A recent PLOSONE publication compare community members and trained scientists data on tree diversity in permanent vegetation plots in montane forest in Yunnan, China. They show that local community members can collect tree diversity data of comparable quality to trained botanists. The community monitors received 1–2 days’ training from an intermediate organization (research institution) on how to establish plots and measure tree girth, as required for assessing the above-ground biomass.[6]

Potential data sources

This lists Darvin-core standardized OpenStreetMap data which is compatible with GBIF.

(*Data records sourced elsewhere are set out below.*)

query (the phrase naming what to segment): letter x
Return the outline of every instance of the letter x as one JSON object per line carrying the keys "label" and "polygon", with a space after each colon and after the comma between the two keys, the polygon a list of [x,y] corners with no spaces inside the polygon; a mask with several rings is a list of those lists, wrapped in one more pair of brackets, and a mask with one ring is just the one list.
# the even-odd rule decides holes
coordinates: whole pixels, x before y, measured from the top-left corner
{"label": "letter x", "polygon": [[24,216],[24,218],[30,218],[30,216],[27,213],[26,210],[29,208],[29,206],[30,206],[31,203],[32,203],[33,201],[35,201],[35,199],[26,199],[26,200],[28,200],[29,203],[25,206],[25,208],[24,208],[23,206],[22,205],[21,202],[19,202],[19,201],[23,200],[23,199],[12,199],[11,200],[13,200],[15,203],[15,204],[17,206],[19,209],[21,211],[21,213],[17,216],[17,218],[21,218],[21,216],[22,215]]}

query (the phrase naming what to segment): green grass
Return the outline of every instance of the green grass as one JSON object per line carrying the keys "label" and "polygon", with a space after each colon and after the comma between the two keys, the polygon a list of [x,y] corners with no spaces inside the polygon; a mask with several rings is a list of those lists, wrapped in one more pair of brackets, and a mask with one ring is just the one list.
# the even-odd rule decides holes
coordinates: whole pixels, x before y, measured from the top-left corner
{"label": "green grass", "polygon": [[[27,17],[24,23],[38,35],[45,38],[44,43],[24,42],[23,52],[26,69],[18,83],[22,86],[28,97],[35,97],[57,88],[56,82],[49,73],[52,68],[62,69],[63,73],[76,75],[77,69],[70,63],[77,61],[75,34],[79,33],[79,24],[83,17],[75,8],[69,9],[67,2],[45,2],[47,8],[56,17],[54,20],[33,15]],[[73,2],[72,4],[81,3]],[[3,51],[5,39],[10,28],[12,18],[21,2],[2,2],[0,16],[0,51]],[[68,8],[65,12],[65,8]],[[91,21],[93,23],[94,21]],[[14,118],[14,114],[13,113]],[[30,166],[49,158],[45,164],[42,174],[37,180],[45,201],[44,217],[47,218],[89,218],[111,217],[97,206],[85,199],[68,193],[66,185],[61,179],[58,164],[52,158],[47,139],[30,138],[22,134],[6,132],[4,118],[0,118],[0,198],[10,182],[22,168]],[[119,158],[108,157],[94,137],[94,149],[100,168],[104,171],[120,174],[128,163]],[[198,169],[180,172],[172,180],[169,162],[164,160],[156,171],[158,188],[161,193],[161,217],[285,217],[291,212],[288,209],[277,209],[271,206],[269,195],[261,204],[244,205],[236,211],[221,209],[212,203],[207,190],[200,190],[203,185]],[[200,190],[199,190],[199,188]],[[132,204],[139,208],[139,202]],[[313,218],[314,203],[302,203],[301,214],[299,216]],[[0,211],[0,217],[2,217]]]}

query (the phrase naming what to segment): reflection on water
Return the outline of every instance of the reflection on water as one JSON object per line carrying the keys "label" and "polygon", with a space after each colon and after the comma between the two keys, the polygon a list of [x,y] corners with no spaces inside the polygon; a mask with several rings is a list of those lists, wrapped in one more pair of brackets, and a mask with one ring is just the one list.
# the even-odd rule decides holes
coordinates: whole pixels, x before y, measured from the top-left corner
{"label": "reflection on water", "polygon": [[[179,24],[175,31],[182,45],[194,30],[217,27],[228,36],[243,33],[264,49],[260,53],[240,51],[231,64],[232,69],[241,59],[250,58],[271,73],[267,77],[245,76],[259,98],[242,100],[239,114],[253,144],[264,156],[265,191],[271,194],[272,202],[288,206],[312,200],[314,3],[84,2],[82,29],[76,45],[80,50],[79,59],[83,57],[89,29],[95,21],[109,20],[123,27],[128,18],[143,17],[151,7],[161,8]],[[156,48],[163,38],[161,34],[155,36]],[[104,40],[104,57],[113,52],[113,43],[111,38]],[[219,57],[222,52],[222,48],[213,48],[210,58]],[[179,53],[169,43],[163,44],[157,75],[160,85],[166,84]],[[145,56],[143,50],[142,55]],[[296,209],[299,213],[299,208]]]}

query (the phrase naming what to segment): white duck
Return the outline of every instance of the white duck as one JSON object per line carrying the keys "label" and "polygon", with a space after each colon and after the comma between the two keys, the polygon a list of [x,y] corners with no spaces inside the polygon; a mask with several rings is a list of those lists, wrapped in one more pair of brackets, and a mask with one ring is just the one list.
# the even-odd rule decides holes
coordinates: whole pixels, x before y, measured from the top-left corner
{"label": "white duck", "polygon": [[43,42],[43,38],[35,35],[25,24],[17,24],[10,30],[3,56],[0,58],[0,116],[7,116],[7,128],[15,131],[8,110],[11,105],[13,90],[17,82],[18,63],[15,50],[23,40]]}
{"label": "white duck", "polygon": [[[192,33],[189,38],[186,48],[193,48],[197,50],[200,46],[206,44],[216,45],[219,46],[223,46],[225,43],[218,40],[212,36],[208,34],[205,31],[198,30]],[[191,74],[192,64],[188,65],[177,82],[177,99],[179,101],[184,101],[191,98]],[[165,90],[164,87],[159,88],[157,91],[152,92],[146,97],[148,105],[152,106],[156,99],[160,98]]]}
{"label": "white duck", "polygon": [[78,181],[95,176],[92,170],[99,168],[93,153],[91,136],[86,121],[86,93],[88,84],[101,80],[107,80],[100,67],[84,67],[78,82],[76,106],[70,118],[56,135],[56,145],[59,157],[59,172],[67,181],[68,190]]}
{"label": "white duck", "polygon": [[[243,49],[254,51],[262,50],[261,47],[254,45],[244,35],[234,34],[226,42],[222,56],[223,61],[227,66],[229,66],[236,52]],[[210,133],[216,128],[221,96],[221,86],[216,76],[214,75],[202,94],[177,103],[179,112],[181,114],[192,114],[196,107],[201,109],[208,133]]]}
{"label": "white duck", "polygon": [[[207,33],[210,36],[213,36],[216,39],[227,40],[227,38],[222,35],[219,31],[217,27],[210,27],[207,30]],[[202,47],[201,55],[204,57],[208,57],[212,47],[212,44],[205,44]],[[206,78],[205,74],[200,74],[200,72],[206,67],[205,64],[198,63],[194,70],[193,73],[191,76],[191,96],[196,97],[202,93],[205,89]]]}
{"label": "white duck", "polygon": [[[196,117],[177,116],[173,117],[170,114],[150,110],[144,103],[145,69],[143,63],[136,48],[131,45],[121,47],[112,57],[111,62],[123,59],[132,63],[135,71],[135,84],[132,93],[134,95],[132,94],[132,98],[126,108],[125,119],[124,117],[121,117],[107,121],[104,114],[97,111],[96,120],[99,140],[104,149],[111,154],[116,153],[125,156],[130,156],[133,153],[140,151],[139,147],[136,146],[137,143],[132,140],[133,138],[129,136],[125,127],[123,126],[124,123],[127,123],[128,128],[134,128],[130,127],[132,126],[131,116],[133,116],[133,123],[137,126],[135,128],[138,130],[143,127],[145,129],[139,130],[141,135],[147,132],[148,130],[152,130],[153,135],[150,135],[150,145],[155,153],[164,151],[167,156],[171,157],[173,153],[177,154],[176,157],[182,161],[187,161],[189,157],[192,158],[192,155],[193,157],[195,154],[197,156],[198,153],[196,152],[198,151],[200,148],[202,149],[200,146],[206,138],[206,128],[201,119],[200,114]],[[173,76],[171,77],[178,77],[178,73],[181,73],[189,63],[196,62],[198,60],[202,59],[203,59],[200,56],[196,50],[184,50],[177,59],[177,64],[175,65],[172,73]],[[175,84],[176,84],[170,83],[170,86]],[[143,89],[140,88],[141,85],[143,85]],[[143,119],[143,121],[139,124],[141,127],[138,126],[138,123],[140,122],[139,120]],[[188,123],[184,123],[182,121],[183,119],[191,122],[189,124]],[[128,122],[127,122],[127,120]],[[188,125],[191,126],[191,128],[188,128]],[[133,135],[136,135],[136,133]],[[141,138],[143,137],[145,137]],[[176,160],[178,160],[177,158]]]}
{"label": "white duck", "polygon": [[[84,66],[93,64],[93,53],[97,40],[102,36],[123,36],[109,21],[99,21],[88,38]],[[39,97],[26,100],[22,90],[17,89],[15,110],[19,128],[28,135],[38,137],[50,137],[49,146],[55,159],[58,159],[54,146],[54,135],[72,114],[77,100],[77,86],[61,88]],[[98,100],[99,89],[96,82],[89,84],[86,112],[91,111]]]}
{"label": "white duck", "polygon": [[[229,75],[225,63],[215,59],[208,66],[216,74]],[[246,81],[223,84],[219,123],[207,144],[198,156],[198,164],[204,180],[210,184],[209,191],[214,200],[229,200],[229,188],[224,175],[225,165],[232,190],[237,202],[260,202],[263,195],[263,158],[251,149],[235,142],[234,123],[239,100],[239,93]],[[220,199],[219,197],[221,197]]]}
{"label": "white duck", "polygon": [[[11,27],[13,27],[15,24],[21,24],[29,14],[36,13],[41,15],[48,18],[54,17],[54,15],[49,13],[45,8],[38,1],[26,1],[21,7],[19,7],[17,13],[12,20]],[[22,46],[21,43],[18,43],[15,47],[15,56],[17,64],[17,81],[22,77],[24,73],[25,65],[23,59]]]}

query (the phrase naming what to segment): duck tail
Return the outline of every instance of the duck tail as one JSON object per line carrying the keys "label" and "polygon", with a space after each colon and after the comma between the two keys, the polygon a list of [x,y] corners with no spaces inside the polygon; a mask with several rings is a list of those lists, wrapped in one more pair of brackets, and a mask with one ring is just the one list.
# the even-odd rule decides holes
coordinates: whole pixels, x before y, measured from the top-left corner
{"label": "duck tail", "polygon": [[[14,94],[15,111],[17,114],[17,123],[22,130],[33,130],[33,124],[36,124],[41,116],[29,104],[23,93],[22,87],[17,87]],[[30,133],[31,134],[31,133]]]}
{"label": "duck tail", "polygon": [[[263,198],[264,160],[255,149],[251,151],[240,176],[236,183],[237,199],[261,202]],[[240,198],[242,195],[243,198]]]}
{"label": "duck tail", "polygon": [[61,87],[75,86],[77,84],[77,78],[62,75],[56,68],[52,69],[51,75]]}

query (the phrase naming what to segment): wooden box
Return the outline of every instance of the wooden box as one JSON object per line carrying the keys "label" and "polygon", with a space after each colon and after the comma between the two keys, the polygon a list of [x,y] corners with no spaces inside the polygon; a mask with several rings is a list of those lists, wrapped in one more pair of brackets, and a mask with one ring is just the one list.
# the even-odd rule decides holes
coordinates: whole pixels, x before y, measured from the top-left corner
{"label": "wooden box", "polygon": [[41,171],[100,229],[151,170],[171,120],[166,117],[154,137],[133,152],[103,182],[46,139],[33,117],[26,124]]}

Following the above cited objectives of Environmental OSM we promote the integration of highly valuable community data like OSM and contributors with official data form. Our examples are superlative trees, already broadly registered and described in scientific literature, environmental institutions and communities, e.g. in:

  1. https://en.wikipedia.org/wiki/List_of_superlative_trees
  2. http://www.monumentaltrees.com/en/
  3. http://www.gbif.org/
  4. http://eol.org/

Results

Our biological occurrences are represented by ordinary OMS-nodes (POI-data) like node 4637447918, and as such, all registers and nodes can be found and explored inside OSM, applying e.g. Taginfo and Overpass turbo queries like:

try it yourself in overpass-turbo
[out:json][timeout:25];
// gather results
(
  // query part for: “"dwc:scientificName"=*”
  node["dwc:scientificName"];
  way["dwc:scientificName"];
  relation["dwc:scientificName"];
);
// print results
out body;
>;
out skel qt;

and

try it yourself in overpass-turbo
[out:json][timeout:25];
// gather results
(
  // query part for: “"dwc:scientificName"="Fitzroya cupressoides"”
  node["dwc:scientificName"="Fitzroya cupressoides"];
  way["dwc:scientificName"="Fitzroya cupressoides"];
  relation["dwc:scientificName"="Fitzroya cupressoides"];
);
// print results
out body;
>;
out skel qt;

or exported as “raw data” to the CSV-based DWC-A-format[7] supported, among many others, by GBIF an EOL. You can run the queries above by clicking at the steering wheel.